Alternant les numéros parodiques et les faux bulletins de nouvelles aux manchettes punchées, Zap 2013 est un spectacle d’un bon rythme. Mais il est vrai qu’il est peut-être temps, pour la troupe désormais composée de Christian Vanasse, Vincent Bolduc, François Patenaude, Jean-François Nadeau et Brigitte Poupart, de passer à autre chose avant que leur concept de rétrospective ne s’effrite complètement. Pas que leur spectacle 2013 soit insignifiant ou à côté de la plaque. L’actualité y est auscultée au peigne fin; il n’y a pas d’oublis majeurs, et l’intelligence est au rendez-vous. Mais force est de constater que la plupart des imitations, sauf peut-être celle de Justin Trudeau, Régis Labeaume et Denis Coderre, sont à peine caricaturales et, ainsi, elles reproduisent le réel sans trop le triturer. Ce qui est franchement moins drôle et moins décalé que ce à quoi les Zapartistes nous ont habitués dans leurs premiers spectacles annuels et dans leurs spectacles thématiques. Certes, l’actualité québécoise est souvent, en soi, risible, et il n’est pas toujours nécessaire d’ajouter trois couches de dérision. Mais restituer simplement les faits, est-ce bien suffisant pour provoquer chez le spectateur autant de rire que de réflexion? Tout cela manque de distance et donne un spectacle bien trop neutre.

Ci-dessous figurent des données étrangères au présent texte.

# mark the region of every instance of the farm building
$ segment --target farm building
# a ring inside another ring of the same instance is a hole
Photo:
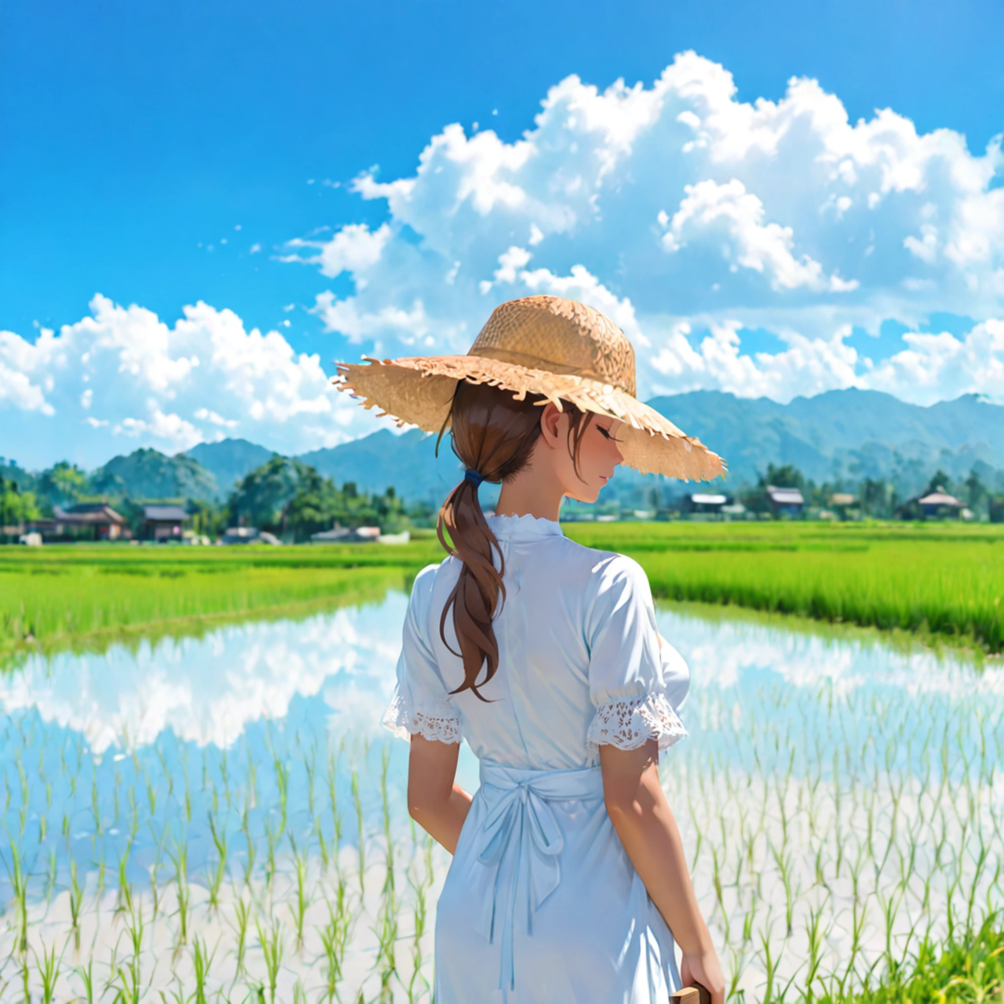
[[[767,500],[778,516],[800,516],[805,508],[805,499],[797,488],[767,485]]]
[[[708,492],[693,492],[684,496],[684,512],[721,512],[729,501],[727,495],[712,495]]]
[[[91,540],[117,540],[122,536],[126,525],[126,517],[107,503],[80,502],[68,509],[55,506],[52,522],[46,529],[60,537],[68,533]]]
[[[929,519],[958,516],[964,508],[964,503],[960,502],[954,495],[949,495],[941,485],[935,491],[919,498],[917,504]]]
[[[182,539],[185,521],[189,518],[184,506],[145,505],[143,507],[144,532],[148,540]]]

Prenez, par exemple, l’imitation de Nicolo Milioto par Vincent Bolduc. La comparution de l’entrepreneur à la commission Charbonneau était en soi une farce, et Bolduc la reconstitue intégralement en mettant bien en lumière son caractère désopilant. Mais il y a bien peu de distance entre la réalité et l’interprétation proposée par les Zapartistes: pas de regard véritablement caustique sur les événements, ni d’insolence ou de décalages. L’imitation de Pauline Marois par Brigitte Poupart, très juste, est également trop peu distincte du réel. La même chose se produit en deuxième partie, alors que se succèdent sur scène des incarnations de citoyens s’exprimant sur la Charte des valeurs du PQ. L’idée de réaliser un panorama des diverses opinions ayant agité l’espace public est intéressante. Mais les personnages qui se présentent au micro ne sont pas assez parodiés. Un peu plus et les Zapartistes seraient dans une démarche carrément documentaire.

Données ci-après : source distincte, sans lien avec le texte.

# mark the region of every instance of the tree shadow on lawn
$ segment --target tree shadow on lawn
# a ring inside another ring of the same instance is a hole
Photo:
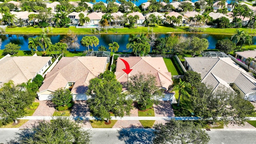
[[[126,144],[153,144],[153,131],[152,129],[123,128],[118,131],[117,137]]]

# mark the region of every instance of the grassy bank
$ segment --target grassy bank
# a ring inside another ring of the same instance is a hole
[[[46,29],[46,28],[45,28]],[[70,26],[69,28],[49,28],[49,32],[48,34],[66,34],[70,30],[75,34],[94,34],[94,29],[91,28],[77,28],[74,26]],[[129,29],[128,28],[110,28],[108,29],[108,33],[106,33],[106,30],[102,30],[100,31],[100,34],[132,34],[145,33],[148,32],[149,30],[153,30],[154,32],[156,33],[190,33],[188,30],[188,27],[181,26],[177,28],[168,27],[163,25],[159,25],[158,27],[138,27],[136,28]],[[233,34],[236,33],[236,28],[205,28],[203,32],[200,34]],[[240,30],[244,30],[250,34],[256,35],[256,30],[249,28],[240,28]],[[116,32],[117,32],[116,33]],[[99,34],[97,32],[96,34]],[[40,34],[42,32],[42,29],[40,28],[34,28],[33,27],[27,28],[17,27],[15,28],[6,28],[6,34]]]

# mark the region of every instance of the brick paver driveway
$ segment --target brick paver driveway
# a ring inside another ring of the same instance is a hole
[[[40,101],[36,99],[35,102],[39,103],[39,106],[37,108],[33,116],[52,116],[54,112],[55,109],[53,107],[53,104],[50,101]],[[26,123],[21,126],[20,128],[32,128],[38,125],[39,122],[42,120],[29,120]],[[50,121],[49,120],[46,120]]]
[[[86,101],[79,100],[75,102],[71,110],[71,115],[73,116],[90,116],[88,105],[86,104]],[[82,126],[84,128],[92,128],[89,121],[83,120]]]

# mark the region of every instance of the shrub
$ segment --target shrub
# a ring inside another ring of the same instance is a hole
[[[35,110],[39,106],[39,103],[37,102],[33,102],[32,104],[28,107],[28,108],[30,109]]]
[[[63,111],[68,110],[68,106],[58,106],[56,108],[58,111]]]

C’est dommage, parce que cette absence d’effronterie masque le talent des Zapartistes pour la mise en relief des travers du monde politique et médiatique. L’une des recettes efficaces du groupe est de parachuter un enjeu social dans un univers qui lui est étranger, et cette mécanique-là fonctionne à coup sûr. Ainsi, on rigole quand Christian Vanasse joue le présentateur de bulletin de nouvelles français, qui décortique l’actualité québécoise en massacrant les noms et en réduisant les enjeux à des clichés et des approximations. Quand Brigitte Poupart imite Joyce Napier et la fait manœuvrer les codes du journalisme sportif au marathon de Boston, on rigole aussi. Le numéro sur Harper en magicien, qui fait disparaître d’un coup de baguette les subventions à la recherche et aux arts, n’est pas mal du tout même s’il est un peu facile.
D’autres bons coups? Un sketch sur Pierre-Karl Péladeau et Julie Snyder désireux de dominer le Québec, même s’il faut pour cela faire fi de leur dédain de l’interventionnisme étatique et récolter en bloc l’argent de nos impôts. Une perversion de la chanson Bobépine, de Plume, devenue Maghrébine pour l’occasion. Et surtout, la totalité des sketchs de Jean-François Nadeau, qui est vraiment à l’aise dans ce registre et qui fait un Lucien Bouchard plus vrai que nature ou un Justin Trudeau plus séducteur que jamais.
LES DATES
Le 19 décembre à 20 h au Théâtre de la Ville (Longueuil)
Le 21 décembre à 20 h au Théâtre du Cégep de Trois-Rivières
Le 22 décembre à 20 h à la salle Albert-Dumouchel (Valleyfield)
Du 27 au 30 décembre à 20 h au Métropolis (Montréal)
Le 4 janvier à 20 h au Théâtre Lionel-Groulx (Ste-Thérèse)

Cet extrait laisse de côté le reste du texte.